Archer and Sub-Commander T'Pol head down to the planet for a meeting with Shran. His lieutenant, Tarah, is especially wary of T'Pol, but Archer manages to convince Shran to release one of the hostages as a sign of good faith. Soval then agrees to negotiations, but remains skeptical. Meanwhile, Shran has a tense moment with Tarah, who objects to his attempts to negotiate with the Vulcans. She would rather fight to reclaim the planet for the Andorians. As the shuttlepod nears the planet, it is fired on and forced to crash-land. Soval suggests the Andorians are trying to sabotage the peace talks, but Archer doesn't believe Shran would resort to such tactics. Shran is furious that Archer's shuttle was downed, but Tarah claims that it was the Vulcans trying to frame the Andorians.

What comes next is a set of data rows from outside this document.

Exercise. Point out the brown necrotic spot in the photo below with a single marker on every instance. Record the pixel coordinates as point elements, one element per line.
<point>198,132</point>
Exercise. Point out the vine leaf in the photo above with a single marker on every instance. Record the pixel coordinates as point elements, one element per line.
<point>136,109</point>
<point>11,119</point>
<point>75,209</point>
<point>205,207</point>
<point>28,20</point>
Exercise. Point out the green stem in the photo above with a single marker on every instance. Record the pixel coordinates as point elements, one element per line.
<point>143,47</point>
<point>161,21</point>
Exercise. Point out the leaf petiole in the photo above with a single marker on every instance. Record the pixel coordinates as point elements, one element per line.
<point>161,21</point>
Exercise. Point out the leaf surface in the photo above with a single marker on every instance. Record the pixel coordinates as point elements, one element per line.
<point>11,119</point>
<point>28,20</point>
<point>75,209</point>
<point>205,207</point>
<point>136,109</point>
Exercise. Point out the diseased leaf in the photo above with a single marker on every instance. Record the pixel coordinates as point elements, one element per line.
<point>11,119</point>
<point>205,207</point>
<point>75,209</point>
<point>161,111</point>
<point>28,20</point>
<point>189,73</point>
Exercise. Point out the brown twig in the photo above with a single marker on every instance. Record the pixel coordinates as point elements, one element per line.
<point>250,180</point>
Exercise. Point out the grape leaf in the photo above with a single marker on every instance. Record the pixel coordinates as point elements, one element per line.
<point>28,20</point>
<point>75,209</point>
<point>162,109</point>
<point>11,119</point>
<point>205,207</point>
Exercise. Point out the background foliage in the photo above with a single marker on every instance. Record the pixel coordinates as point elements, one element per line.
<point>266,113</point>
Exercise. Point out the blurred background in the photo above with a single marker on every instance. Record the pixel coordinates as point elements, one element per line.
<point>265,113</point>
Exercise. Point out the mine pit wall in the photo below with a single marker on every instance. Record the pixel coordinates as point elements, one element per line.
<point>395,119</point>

Meanwhile, on Enterprise, Commander Tucker must keep the Vulcan and Andorian vessels from firing on each another. To do so, he maneuvers between the two groups. Down on the surface, Archer, T'Pol, and Soval are attempting to make their way to Shran's location, when Soval is shot. Archer discovers that renegade Andorians are behind the attack, and captures Tarah. She initially denies involvement, but eventually confesses, and angrily informs Shran that there are others who feel the same way. With the situation under control, and with Archer's help, the two sides agree to a ceasefire and continued peace talks.

== Production ==

Guest star Suzie Plakson appears as Tarah, the first female Andorian seen in Star Trek. Plakson made several previous appearances in Star Trek, as a Vulcan, (Note: Dr. Selar, in Star Trek: The Next Generation "The Schizoid Man") a Klingon (Note: K'Ehleyr in Star Trek: The Next Generation", "The Emissary", and "Reunion") and a Q. (Note: Star Trek: Voyager "The Q and the Grey")

== Reception ==
In a 2015 SyFy interview with Scott Bakula and Dominic Keating, this episode was a recommended favorite of theirs.

Den of Geek recommended this episode to understand the importance of the Shran character to the show.

The Digital Fix said that this episode was one of the strongest in season two, and praised the character development of Shran and Soval.

In his 2022 rewatch, Keith DeCandido of Tor.com gave it 8 out of 10.

== Releases ==
The first home media release of "Cease Fire" was as part of the season two DVD box set, released in the United States on July 26, 2005. A release on Blu-ray Disc for season two occurred on August 20, 2013.